Violation des données personnelles: un nouvel enjeu pour l'e-commerce
Le piratage et les failles de sécurité concernant des acteurs de premier plan ont entraîné la violation de comptes utilisateurs. La protection des données à caractère personnel étant en jeu, l'Europe et la France ont décidé de renforcer les obligations des entreprises.
Je m'abonneL'obligation de sécurité des traitements de données personnelles n'est pas nouvelle en droit français. Instaurée par la loi informatique et libertés du 6 janvier 1978, elle impose aux sites d'e-commerce, qui traitent les données de leurs clients (identifiants, adresses de courrier électronique, coordonnées bancaires, etc.), de prendre toutes les précautions utiles pour empêcher qu'elles soient déformées, endommagées, ou que des tiers non autorisés y aient accès. Compte tenu des enjeux, la violation de cette obligation est punie de cinq ans d'emprisonnement et 300 000 euros d'amende. Son respect est d'ailleurs de plus en plus régulièrement contrôlé par la Cnil.
La nouveauté provient de la volonté du législateur de renforcer la sécurité, donc la protection des personnes, en introduisant notamment une obligation légale de notification à la Cnil, ainsi qu'aux utilisateurs, des failles de sécurité entraînant une violation des données, qui s'inspire de la procédure de «data breach notification» déjà en vigueur dans certains pays. Au niveau européen, les directives du «paquet télécom» (2009/136/ CE et 2009/140/CE du 25 novembre 2009) modifient la directive européenne 2002/58/CE concernant la vie privée dans le secteur des communications électroniques, et prévoient d'ores et déjà la mise en place de cette procédure de notification.
En France, dans le cadre de la transposition du «paquet télécom», un projet d'ordonnance prévoit de créer une telle procédure, étant précisé que le délai dont dispose le Gouvernement français pour adopter cette ordonnance expire le 21 septembre 2011. Ce texte, qui concerne tous les fournisseurs de services de communications électroniques, impose de notifier sans délai à la Cnil toute «violation des données à caractère personnel», en indiquant les mesures proposées ou prises pour y remédier.
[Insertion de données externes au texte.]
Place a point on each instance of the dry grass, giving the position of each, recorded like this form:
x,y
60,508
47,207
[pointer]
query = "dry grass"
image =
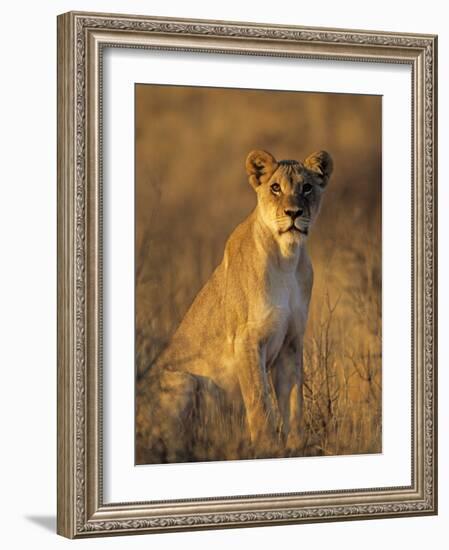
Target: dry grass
x,y
190,151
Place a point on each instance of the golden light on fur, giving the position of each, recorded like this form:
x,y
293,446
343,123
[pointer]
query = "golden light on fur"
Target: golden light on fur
x,y
234,360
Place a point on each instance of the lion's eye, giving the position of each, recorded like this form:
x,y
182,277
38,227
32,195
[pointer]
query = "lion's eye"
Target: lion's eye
x,y
307,188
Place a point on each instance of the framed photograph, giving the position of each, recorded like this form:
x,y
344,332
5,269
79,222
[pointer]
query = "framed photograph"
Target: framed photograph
x,y
246,274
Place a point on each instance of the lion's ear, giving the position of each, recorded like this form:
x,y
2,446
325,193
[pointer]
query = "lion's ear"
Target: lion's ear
x,y
259,164
321,163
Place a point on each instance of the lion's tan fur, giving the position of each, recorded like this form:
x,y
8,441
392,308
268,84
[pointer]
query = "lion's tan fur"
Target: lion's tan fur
x,y
240,343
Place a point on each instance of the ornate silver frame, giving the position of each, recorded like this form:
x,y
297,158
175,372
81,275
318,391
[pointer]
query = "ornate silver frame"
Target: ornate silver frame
x,y
81,39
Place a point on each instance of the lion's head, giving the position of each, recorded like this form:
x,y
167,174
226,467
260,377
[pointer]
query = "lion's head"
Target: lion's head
x,y
288,191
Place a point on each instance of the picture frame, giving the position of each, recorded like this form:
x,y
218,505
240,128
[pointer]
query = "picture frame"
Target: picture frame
x,y
82,40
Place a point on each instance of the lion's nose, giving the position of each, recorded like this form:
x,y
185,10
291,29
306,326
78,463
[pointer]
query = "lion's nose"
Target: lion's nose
x,y
294,212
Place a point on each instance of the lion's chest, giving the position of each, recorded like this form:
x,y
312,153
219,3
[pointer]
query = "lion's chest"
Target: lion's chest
x,y
285,312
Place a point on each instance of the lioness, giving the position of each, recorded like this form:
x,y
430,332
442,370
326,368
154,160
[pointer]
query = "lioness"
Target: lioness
x,y
241,341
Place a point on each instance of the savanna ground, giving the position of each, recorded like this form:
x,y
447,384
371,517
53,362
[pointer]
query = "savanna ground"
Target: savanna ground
x,y
192,190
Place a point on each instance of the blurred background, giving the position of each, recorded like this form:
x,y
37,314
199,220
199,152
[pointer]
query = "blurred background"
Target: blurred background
x,y
192,190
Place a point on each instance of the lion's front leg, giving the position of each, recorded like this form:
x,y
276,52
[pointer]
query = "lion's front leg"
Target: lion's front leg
x,y
259,397
288,380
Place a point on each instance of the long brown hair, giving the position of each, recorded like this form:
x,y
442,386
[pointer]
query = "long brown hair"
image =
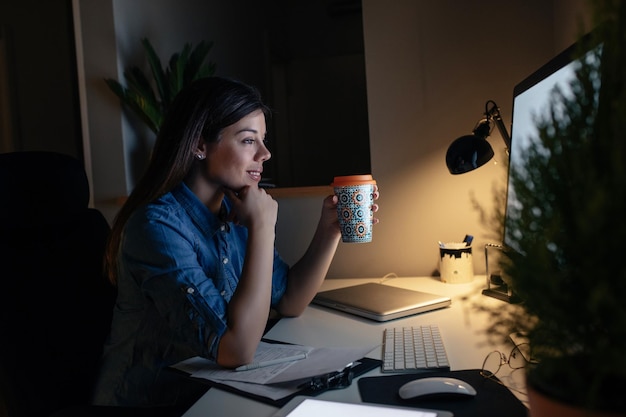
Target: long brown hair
x,y
200,111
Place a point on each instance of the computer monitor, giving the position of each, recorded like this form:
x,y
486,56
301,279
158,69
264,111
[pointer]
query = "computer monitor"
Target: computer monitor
x,y
531,100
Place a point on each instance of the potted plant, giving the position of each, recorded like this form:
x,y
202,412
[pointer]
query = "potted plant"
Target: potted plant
x,y
568,263
140,97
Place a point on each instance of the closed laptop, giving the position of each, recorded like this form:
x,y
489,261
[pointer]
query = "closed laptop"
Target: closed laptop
x,y
380,302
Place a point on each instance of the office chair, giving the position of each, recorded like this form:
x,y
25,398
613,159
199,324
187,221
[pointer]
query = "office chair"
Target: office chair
x,y
56,304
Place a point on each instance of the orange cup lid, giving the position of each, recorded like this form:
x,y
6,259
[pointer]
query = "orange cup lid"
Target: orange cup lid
x,y
353,180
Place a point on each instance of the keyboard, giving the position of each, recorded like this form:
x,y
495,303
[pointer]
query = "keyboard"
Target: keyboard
x,y
414,349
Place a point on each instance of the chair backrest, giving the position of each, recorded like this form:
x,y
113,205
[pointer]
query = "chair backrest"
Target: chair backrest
x,y
56,304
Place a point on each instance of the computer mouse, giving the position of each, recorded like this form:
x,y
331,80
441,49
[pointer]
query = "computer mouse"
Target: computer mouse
x,y
436,388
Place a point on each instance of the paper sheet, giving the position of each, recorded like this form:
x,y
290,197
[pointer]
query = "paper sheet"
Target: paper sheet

La violation devra également être notifiée à l'abonné ou au particulier lorsqu'elle porte atteinte à ses données, à moins que la Cnil n'ait validé les mesures de protection mises en oeuvre pour remédier à cette violation.
L'extension de la procédure de notification à l'ensemble des acteurs ne saurait tarder: le législateur européen avait déjà exprimé sa volonté «d'introduire de façon prioritaire, au niveau communautaire, des exigences de notification explicites et obligatoires, applicables à tous les secteurs» dans la directive 2009/136/CE (considérant 59), et le 18 mai 2011, le commissaire européen Viviane Reding a rappelé cet objectif.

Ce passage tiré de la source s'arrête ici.